Before I met Sandy Ratliff, the English teacher I was paired with for West High School’s annual career day, I learned a few things about her.
She’s been working with West’s STEAM Ahead program since its launch in 2014. That’s STEAM as in science, technology, engineering, arts and math.
Past students have rated her among the best teachers at West.
And she loves bacon.
I shared that information with Ratliff’s students during the four classes I taught Thursday, underscoring how quickly you can gather facts about someone through a quick Google search and by checking Facebook, LinkedIn and other social media sites.
I also emphasized how much more you can learn about someone when you meet them in person. In a media world transformed by the pace of the internet and shrinking newsrooms, journalists conduct fewer interviews face to face. We may get the story we need, but we lose perspective.
That lesson hit home while I was meeting with Ratliff’s freshman STEAM class. STEAM Ahead NH is a collaboration between the Manchester School District, the University System of New Hampshire, Manchester Community College and the business community. I asked Ratliff how students have responded to the program. In short: They have to work hard because they face a challenging curriculum.
“Everyone is different. They learn in their own ways,” said Ratliff, who has taught at West for 23 years. “Some people can cut it. Some people cannot. Some students stay. Some students go. And some students learn that they can do things that they didn’t know they could do.”
Stories about these programs often use workforce needs as the theme — how technology companies and defense contractors in the Granite State can’t find enough skilled workers to fill thousands of open positions and how programs like the one at West can help fill those gaps.
When I asked students to talk about what they were learning in the STEAM program I didn’t expect them to discuss the plight of Native Americans and Nobel Laureate Elie Wiesel. While these teens may be learning how to master science and engineering and the arts, they’re also gaining a greater sense of history and social awareness — the kind of knowledge that grooms people for leadership.
“We learned about tribes and territorial areas, how they didn’t fit in with whites at the time and how it was racially diverse,” student Evan Gilland said.
“And how did that correlate with what you learned in here?” Ratliff asked him and the rest of the class.

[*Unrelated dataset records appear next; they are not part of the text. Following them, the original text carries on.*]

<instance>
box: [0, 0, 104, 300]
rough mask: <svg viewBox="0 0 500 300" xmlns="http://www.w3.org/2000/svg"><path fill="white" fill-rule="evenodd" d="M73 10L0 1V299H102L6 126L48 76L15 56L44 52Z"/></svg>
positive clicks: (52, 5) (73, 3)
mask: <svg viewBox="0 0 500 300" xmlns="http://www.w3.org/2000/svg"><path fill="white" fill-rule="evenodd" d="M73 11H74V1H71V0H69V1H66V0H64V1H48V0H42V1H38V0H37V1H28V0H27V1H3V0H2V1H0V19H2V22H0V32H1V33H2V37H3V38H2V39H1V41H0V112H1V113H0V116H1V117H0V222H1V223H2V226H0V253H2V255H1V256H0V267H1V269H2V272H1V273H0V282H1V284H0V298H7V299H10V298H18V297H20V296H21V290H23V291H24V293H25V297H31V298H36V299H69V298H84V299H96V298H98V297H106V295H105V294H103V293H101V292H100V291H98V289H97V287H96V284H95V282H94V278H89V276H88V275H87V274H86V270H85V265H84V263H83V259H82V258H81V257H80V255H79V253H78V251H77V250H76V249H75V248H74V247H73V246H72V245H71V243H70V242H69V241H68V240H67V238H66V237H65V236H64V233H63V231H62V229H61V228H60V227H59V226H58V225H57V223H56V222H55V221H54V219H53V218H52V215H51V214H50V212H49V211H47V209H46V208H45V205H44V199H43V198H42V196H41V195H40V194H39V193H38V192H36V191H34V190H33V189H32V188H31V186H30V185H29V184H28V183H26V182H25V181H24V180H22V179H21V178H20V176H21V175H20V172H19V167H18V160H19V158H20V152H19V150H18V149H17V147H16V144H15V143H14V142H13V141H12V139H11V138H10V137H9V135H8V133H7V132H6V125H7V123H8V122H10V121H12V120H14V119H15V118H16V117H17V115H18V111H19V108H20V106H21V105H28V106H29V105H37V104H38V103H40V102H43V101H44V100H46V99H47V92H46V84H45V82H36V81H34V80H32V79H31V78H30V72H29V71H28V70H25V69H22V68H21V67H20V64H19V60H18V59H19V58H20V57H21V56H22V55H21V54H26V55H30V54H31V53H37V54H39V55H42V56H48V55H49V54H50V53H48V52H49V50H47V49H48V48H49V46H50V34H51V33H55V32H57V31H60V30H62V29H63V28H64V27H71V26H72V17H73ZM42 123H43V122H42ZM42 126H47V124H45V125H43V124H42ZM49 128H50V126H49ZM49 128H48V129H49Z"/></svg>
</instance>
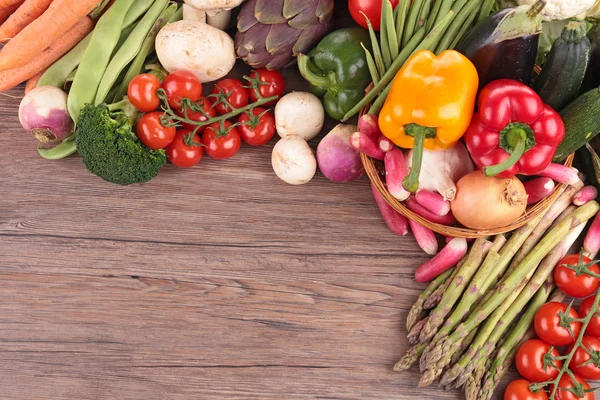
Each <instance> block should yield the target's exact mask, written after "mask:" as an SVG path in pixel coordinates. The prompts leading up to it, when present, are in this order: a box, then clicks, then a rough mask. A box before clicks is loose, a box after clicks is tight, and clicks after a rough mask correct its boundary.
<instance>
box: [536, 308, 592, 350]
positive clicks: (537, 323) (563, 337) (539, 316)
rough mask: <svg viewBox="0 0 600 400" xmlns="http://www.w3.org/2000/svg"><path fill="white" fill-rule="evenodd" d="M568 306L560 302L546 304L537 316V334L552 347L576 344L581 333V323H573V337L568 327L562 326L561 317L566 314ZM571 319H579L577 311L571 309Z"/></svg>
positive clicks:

That prompted student Madison Lacroix to describe what the class learned from reading “The Absolutely True Diary of a Part-Time Indian” by Sherman Alexie.
“We just talked about how it was kind of a struggle for the Indian people at the time because they were treated so differently, like they went to different schools than white people did, and they had different lifestyles,” Madison said. “At the end of the book we talked about their culture and how it affected their families and what they did on the reservations.”
Again, Ratliff asked the class to take it further: “And on the reservations — what did you do in engineering?”
“We got to pick an Indian tribe,” said student Leen Ghanayem. “We had to pick a problem that is going on in the reservation, and we had to make an invention that would fix it.”
The STEAM program aims to forge connections between disciplines. For example, the class studied the Holocaust in both geography and English classes — focusing on history and the countries where the Holocaust took place in geography, and expressing what they learned in Ratliff’s class.
“We had to make a visual presentation on it, either a PowerPoint or a poster, and then we read the book ‘Night,’ and that talked about a young boy named Elie Weisel, and his story and how he survived and his family story as well,” Madison said.
Those in-class presentations help STEAM students become more prepared for the workplace.
“It teaches you all the academic stuff but also helps you interact with people, and be more comfortable with them, and how to present in front of people, and just talk better and have people understand you more,” Leen said.
That sounds like good training for professionals preparing to talk to high school students on career day.